General rules for drafting and drawing up a legal document

You finished law school, passed the bar, and maybe you’ve already drafted a decent amount of contracts and other legal documents. However, brushing up on the rules and improving on what’s already there should never be put by the wayside.

While it’s true that these rules aren’t set in stone, there are a few principles you should always try to follow. Even if your document might be strong on the surface, misunderstandings can still happen. Drafting by these guidelines can reduce the chance of that happening. 

  1. Stick to a structure

Most legal documents follow a similar structure for a good reason.

A well-structured document can keep any ambiguity at bay. For example, contracts are usually structured in this fashion:

  • The agreeing parties
  • Recitals
  • Definitions
  • Provisional clauses
  • Boilerplate clauses
  • Schedules
  • Signatures

While a contract that contains only the sections that identify the parties and lays out the main terms of the contract is enforceable, an agreement like this would lack necessary details that describe what happens if, for example, the contract gets breached.

Similarly, the same philosophy can apply to other types of legal documents, such as wills. You wouldn’t want to write a will without adding in a part that contains a statement revoking previous wills or adding in a section with residue clauses. Every detail matters when it comes to structuring. Don’t avoid using the section mark just because you’ve forgotten the keyboard shortcut – you should always know how to quickly insert legal symbols into your word document.

  1. Simplicity is key

Lawyers sometimes get into the habit of using legal documents as a platform to flex their legal writing skills. However, legal documents work best when they are straightforward.

This means that you should keep the legalese to a minimum and cut out any flowery phrases. If you have a choice to use a simpler alternative, always go for it.

Your goal is not to confuse but to present the information in a concise and clear fashion. The legal document you write should ideally be understood even by a layman.

You should also communicate more effectively and keep the word count to a minimum. For example, writing fifty percent is pointless, when 50% is easier to read. This also applies to legal-specific symbols such as a section mark or a pilcrow.

Subdivision (b) of section 5.2. looks a lot more cumbersome than simply writing § 5.2(b).

  1. Keep it unambiguous 

If you want everything to go as planned, nothing that you write down should leave any room for interpretation. A legal document, and especially a contract, should always be unambiguous.

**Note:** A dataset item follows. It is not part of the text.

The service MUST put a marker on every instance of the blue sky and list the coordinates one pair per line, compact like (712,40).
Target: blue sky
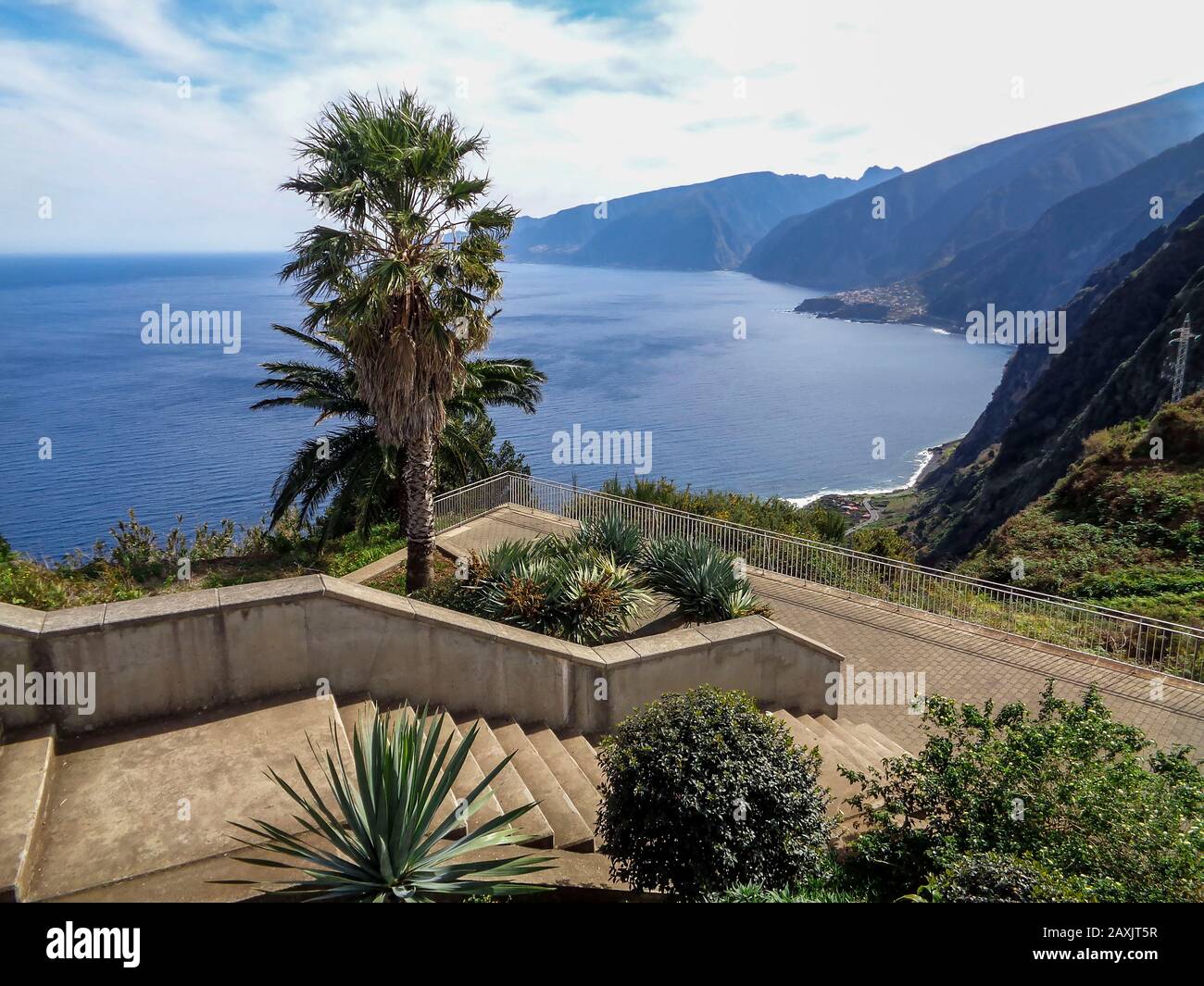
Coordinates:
(582,99)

Just one vague term that gets interpreted differently could spell trouble for your client, and nobody wants to go through the hassle of having a court interpret their contract.

For instance, say you have a contract where a business hired a decorator to redesign their office space, and the term states that the work needs to be rendered in February. The business might interpret this to mean that the work must be complete by the end of the month, while the other party might interpret it completely differently – that the work must start in February but not be complete by the end of the month.

If you want to avoid this from happening, you need to pay extra attention to each term. It also doesn’t hurt to have a definitions section that clearly states how each term used in the contract should be interpreted.

An additional layer of protection that can help you if the dispute does go to court is the recitals section. Here, more details on the background of the agreement are supplied, so if the judge does have to clear up the ambiguity, a background of the contract might provide the necessary context that lets them make the right call.

  1. Have the worst-case scenario in mind

Contracts can often go awry, so you should always be prepared in case an agreement doesn’t deliver on its promises. 

This is where being detailed is a must — the more details in your document, the less chance of the document being breached.

To illustrate this point, let’s say our previous example contract had a clause that stated:

‘’The Decorator must pay the Company the price of any piece of furniture damaged during the renovation.’’

While it does address a certain scenario, there are a lot of details lacking. For example, the decorator might not consider an office chair stained by paint as damaged furniture. Thus, just one extra sentence might help the agreement go down smoother:

‘’The Decorator must pay the Company the price of any piece of furniture damaged during the renovation. The Company in its sole discretion must determine the extent of damage on the furniture.’’


If the contract still ends up in a dispute, you should also define the conditions in which parties can terminate the agreement, as well as ways to solve the dispute out of court.

Extra tip: Review the contract multiple times before it gets signed. An excellent way to simplify the entire reviewing process is by using contract review software such as Loio legal software

This legal assistant automatically tracks down every key detail in your contract and highlights it in your text. Reviewing a legal document with the help of AI is more manageable, and it helps you eliminate a lot of laborious back and forth that often happens when dealing with contracts.

Level up your drafting game

In a perfect world, contracts wouldn’t exist, and everyone would just stay true to their word. But unfortunately, that’s not the case. As a lawyer, it’s your job to protect your client’s interests. The only way to do that is by taking your drafting game up a notch.

Different types of legal docs need different requirements. Having an understanding of the structure of legal documents, avoiding legalese, and eliminating ambiguity offer a sure-fire way of keeping your client happy when it comes to creating any legally binding document.